The BAP Handbook
- first edition, 2001
- Author: Kalyn Johnson; Karla Lightfoot; Tracey Lewis; Ginger Wilson;
- Illustrator: Jane Archer
- Language: English
- Subject: Humor, nonfiction, Upper Class
- Publisher: Broadway Books New York
- Publication date: June 5, 2001
- Publication place: United States
- Media type: Print (Paperback)
- Pages: 214
- ISBN: 0-7679-0550-4
- OCLC: 45618259

= The BAP Handbook =

2001 humor book

The BAP Handbook: The Official Guide to the Black American Princess is a humor book released on June 21, 2001. The book was written by friends Kalyn Johnson, Tracey Lewis, Karla Lightfoot, and Ginger Wilson, and published by Broadway Books.
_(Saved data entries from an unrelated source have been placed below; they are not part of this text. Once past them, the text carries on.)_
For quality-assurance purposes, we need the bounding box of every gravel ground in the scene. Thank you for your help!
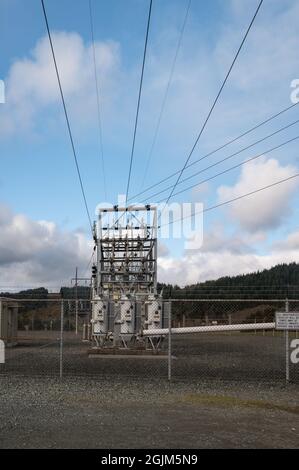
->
[0,376,298,449]
[1,330,298,448]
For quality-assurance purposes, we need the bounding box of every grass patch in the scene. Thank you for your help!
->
[181,394,299,415]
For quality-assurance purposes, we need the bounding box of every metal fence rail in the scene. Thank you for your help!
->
[0,298,298,384]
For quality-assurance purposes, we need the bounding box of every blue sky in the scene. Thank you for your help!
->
[0,0,299,287]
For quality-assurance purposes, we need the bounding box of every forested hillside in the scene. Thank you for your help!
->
[159,262,299,299]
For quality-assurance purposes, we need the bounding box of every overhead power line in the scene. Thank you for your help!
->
[40,0,93,233]
[158,135,299,204]
[128,101,299,202]
[125,0,153,204]
[160,172,299,228]
[156,133,299,203]
[139,0,192,191]
[89,0,107,200]
[143,118,299,202]
[160,0,264,209]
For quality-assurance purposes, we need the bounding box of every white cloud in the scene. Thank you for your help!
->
[1,0,299,155]
[158,241,169,257]
[0,32,120,137]
[1,1,299,290]
[0,204,92,287]
[1,202,299,290]
[191,182,210,201]
[217,157,298,232]
[195,223,264,254]
[158,250,261,286]
[158,225,299,286]
[272,229,299,252]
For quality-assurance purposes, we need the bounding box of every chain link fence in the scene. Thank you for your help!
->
[0,299,61,376]
[169,299,298,383]
[0,297,298,384]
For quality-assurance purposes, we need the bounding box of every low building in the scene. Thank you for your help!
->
[0,298,18,346]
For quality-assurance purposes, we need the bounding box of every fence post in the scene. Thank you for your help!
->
[60,300,64,379]
[285,298,289,384]
[168,301,172,382]
[82,323,86,341]
[75,299,79,335]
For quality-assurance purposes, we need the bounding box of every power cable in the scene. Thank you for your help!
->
[89,0,107,200]
[143,121,299,202]
[40,0,93,233]
[160,171,299,228]
[156,0,264,210]
[128,101,299,202]
[139,0,192,190]
[125,0,153,204]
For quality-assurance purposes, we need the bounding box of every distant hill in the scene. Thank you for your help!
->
[0,286,91,329]
[0,287,48,299]
[159,262,299,299]
[1,262,298,302]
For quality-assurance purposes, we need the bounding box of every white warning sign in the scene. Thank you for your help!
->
[275,312,299,330]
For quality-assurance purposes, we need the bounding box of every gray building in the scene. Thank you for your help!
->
[0,298,18,346]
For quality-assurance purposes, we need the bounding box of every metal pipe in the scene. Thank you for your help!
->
[143,322,276,336]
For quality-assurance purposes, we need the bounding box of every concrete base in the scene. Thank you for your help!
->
[88,347,167,357]
[89,354,168,359]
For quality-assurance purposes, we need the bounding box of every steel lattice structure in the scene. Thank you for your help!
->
[90,205,164,349]
[93,205,157,299]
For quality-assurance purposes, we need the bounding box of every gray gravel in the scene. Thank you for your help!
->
[0,376,298,449]
[1,330,298,448]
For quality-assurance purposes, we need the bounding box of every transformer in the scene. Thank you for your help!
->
[145,294,162,331]
[119,295,135,335]
[91,297,108,334]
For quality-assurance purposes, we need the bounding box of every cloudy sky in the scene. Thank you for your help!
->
[0,0,299,289]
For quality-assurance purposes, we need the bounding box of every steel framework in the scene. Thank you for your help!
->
[90,205,164,350]
[93,205,157,299]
It is described by its writers as a humor book intended to break stereotypes about African-American women, written in a tongue-in-cheek and satirical manner and targeted to women of all ages and backgrounds.

== Synopsis ==
A Black American Princess (BAP) is described by the book's authors as "a pampered female of African-American descent, born to an upper-middle- or upper-class family...whose life experiences give her a sense of royalty and entitlement...accustomed to the best and nothing less". Other traits of BAPs are described as "[striving] for perfection in everything [they] do", as well as abiding by the "Nine Nevers", including never embarrassing their family, never wearing nail decals and never dating a man with a press and curl. Examples of "BAP legends" are provided as Sojourner Truth, Harriet Tubman, Marian Anderson and Zora Neale Hurston, with Ruth Simmons and Diahann Carroll listed as "current legends".

== Promotion ==
The BAP Handbook was promoted on a tour that visited Detroit, Atlanta, Los Angeles, Houston, Miami and Martha's Vineyard. MAC Cosmetics sponsored the book tour, based on the book's praise of the brand's lipsticks, and provided free makeovers.

==Reception==
Cecelie S. Berry of The New York Times calls it "wise, witty counsel". Lola Smallwood of the Chicago Tribune described it as being "mainly...about spoiled, pampered, upper-class women, who don't mind poking fun at themselves and drawing a line between the BAPs and the BAP-nots". Criticism of the book from members of the African-American community has been noted, with it being called "elitist" and "promoting 'white' values". However, Tracey Lewis has stated the values put forward in the book were "learned from [their] parents and friends. In that sense, they are black values" and that the book is "not some great sociological work or commentary".